Day 3 we visited active Withy pot maker David French in his home town of Budleigh Salterton. The weather was looking a little soggy on the way up there! but luck was on our side, it stayed dry and didn't get too hot and sunny either, which David was particularly thankful for! Otherwise his willow could have dried out too quickly! So the right kind of clouds were about on the day :D
He chose to make his pot in the same spot his family had been making them throughout the generations and his uncle who had taught him the craft, was also there!
David had a few people stop to watch and have a little chat, two people stayed from start to finish. This was a father and daughter who travelled there especially to see the pot being made and when it was finished her father gifted it to her for her birthday!
Day 4 we ventured not so far from home, to the cornish village of Porthleven. We arrived at basket maker Geraldine Jones' Salt Cellar Studio and met with Tom Chambers and his father 91 year old George Chambers.
This was the first time I have seen Tamarisk being used to make part of a pot, they use this material for the base as it is very strong and can withstand the rough and tumble it recieves when it's doing its job in the sea. They have had rights to gather Tamarisk from locations in Cornwall for generations and even used to source their willow from the village I live in, Ashton.
Tom demonstrated how to make various sections of their style of pot and George who only makes one pot a year now, got up and made a bit too! We learnt so much and loved hearing their knowledge and stories.
Tom and George had sourced their willow for our visit from Geraldine and we were kindly invited to visit her garden where we captured lots of lovely shots of the trees. She shared a very clever piece of music created by PlantsUtopia for a project called Sounds of the Plants. They capture sounds created from the plants using very sensitive microphones! It's amazing! I will try and figure out how to share a piece of this with you very soon! For now though if you are on Facebook check out @soundsoftheplants
We also managed to sneak in a trip to Cadgwith Cove, where we visited Nigel Legge's artist studio and boat! What a beautiful place to work!
Day 5 we were in Hope Cove where we saw active Withy pot maker Sue Morgan and her husband David Morgan who is a local fisherman. Sue demonstrated and discussed the Hope Cove style of pot which has a beautiful plaited base and David showed us his collection of pots which demonstrate really well how the pot has evolved over time.
Day 6 we were in Helford, Cornwall and met with Rob Edlin who took up the craft fairly recently on the side of his job in I.T. He has a very strong interest in sustainable living and regularly forages with his wife, most recently for mushrooms, which is something I would love to try, but I'm very likely to pick the wrong sort!
Anyway back onto the subject of Withy pots...he was taught the craft by local makers and has built up good relationships with the local fishing community, including Nigel Legge. He eats his catch and is always looking for ways to make his hobby as kind to the environment as possible, including introducing natural rope and glass floats.
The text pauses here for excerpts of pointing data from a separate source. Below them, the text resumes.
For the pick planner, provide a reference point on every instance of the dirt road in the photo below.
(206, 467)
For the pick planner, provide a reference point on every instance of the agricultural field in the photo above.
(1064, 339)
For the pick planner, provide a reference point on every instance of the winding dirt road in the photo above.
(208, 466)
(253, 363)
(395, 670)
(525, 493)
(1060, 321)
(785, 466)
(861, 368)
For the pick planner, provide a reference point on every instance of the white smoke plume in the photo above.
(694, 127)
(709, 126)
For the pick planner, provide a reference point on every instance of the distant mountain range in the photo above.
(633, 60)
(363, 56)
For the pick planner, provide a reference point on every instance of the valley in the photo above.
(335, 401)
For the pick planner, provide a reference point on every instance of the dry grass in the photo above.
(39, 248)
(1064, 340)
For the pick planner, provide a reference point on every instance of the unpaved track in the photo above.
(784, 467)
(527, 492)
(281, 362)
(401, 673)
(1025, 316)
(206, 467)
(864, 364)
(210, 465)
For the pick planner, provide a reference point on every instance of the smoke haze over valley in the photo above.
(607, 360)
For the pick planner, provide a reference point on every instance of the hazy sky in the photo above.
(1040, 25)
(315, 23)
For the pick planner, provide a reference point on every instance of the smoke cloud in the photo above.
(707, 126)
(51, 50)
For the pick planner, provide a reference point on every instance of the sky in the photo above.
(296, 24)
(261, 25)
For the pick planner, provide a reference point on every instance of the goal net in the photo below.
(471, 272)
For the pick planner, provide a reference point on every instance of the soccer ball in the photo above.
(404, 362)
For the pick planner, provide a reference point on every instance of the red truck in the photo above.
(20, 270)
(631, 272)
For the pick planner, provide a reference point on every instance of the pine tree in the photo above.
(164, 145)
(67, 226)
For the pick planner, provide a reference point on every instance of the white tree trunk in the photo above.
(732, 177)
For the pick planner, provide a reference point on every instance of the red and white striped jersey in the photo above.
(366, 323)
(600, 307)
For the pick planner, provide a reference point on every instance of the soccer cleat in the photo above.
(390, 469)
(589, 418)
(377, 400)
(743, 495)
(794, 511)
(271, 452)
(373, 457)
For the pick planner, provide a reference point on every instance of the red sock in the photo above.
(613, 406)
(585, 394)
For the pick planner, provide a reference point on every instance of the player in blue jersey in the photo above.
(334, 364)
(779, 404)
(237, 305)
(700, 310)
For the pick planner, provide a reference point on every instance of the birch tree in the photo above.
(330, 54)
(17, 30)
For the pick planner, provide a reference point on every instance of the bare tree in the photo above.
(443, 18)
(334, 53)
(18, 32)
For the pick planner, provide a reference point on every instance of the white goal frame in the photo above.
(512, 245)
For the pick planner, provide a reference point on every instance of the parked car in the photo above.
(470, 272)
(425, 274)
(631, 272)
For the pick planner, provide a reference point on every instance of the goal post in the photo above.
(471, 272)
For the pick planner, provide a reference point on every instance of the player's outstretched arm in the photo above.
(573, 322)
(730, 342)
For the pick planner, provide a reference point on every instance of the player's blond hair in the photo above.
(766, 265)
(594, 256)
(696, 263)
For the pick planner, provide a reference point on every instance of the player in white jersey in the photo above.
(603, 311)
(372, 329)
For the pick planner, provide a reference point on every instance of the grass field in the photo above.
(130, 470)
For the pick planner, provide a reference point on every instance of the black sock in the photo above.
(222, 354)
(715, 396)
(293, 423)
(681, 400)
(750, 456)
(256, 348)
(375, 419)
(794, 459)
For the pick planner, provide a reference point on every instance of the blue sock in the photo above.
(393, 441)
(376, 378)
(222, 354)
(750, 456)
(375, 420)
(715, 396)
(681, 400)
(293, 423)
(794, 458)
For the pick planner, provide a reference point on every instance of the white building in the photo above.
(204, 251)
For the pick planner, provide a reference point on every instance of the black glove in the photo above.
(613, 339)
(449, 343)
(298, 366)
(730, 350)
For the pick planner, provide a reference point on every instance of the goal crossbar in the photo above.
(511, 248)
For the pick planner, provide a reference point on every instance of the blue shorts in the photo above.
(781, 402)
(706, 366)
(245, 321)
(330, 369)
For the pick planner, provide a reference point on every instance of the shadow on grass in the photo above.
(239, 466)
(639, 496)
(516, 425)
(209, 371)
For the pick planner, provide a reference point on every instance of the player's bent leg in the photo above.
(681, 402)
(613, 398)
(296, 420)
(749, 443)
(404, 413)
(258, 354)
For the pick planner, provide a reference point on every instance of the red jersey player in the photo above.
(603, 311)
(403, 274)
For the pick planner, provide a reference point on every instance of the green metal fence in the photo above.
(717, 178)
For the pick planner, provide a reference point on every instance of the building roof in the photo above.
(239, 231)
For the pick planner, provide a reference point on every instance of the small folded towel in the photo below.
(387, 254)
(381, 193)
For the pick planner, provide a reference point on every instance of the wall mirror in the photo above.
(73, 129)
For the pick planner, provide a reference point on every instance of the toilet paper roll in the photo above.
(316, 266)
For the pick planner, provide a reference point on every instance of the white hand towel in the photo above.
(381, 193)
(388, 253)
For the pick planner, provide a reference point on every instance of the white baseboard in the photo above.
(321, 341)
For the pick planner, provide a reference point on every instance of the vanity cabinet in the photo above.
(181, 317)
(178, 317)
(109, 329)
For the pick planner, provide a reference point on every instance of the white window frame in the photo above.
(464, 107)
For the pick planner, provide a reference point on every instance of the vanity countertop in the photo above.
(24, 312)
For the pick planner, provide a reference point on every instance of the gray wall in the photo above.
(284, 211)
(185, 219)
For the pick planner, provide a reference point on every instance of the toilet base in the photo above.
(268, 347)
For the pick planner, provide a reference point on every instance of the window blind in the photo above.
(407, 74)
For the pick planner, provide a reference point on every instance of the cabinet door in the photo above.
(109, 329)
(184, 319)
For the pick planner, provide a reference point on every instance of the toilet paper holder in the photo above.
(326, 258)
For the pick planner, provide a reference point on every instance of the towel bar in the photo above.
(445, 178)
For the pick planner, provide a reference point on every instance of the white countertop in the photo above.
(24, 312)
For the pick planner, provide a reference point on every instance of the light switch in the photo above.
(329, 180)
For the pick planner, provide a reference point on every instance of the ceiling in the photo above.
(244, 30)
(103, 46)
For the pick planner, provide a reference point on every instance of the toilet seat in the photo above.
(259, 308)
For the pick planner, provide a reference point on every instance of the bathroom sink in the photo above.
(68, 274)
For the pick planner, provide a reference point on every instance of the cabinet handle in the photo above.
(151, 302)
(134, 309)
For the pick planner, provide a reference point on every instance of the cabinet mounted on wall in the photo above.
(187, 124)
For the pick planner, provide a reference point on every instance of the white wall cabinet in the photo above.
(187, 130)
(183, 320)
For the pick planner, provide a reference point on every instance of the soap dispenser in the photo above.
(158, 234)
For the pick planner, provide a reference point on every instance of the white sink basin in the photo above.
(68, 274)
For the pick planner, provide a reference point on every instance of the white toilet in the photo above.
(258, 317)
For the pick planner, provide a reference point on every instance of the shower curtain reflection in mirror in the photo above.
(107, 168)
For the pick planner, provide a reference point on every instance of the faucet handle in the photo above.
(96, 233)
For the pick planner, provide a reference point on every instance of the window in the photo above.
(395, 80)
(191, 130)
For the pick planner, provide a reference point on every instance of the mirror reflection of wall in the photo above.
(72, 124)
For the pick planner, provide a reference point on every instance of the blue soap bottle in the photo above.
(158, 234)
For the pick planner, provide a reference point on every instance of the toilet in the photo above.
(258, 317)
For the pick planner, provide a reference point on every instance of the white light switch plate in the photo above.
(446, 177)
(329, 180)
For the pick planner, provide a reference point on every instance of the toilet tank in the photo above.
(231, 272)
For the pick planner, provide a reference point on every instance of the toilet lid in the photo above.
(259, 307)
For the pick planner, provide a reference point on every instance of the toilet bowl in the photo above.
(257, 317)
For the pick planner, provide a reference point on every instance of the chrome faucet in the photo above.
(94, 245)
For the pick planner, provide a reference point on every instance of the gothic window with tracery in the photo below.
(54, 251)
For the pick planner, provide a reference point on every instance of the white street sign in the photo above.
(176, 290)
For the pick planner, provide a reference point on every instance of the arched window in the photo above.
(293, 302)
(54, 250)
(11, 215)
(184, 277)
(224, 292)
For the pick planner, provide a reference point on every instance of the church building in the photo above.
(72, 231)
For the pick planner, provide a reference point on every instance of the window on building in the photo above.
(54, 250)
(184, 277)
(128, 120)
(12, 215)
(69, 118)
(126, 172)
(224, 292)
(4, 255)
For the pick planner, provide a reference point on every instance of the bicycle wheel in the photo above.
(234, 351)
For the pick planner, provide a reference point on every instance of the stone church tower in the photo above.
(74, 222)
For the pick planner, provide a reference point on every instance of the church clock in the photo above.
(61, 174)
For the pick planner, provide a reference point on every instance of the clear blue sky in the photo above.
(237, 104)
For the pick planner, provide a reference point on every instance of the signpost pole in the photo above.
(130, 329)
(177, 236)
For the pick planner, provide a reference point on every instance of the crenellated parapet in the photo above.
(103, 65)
He highly recommends anyone interested to give it a try!
A fellow fisherman took some of the college team and myself out on his boat whilst Rob went out on his with the drone man! If you look closely at the first photo you might see him hiding :D
He pulled up his pot and to his delight it wasn't empty! Not a bad way to end the trip eh! Oh and the sun was shining too! Happy days :)
We are now in the process of editing the films and photography and planning the next live projects! I am also creating a collection of jewellery in response to this research and will be sharing any updates via my blog and social media :) so please keep an eye out!
Thanks to everyone involved and thanks also for reading my blog, I hope you enjoyed it.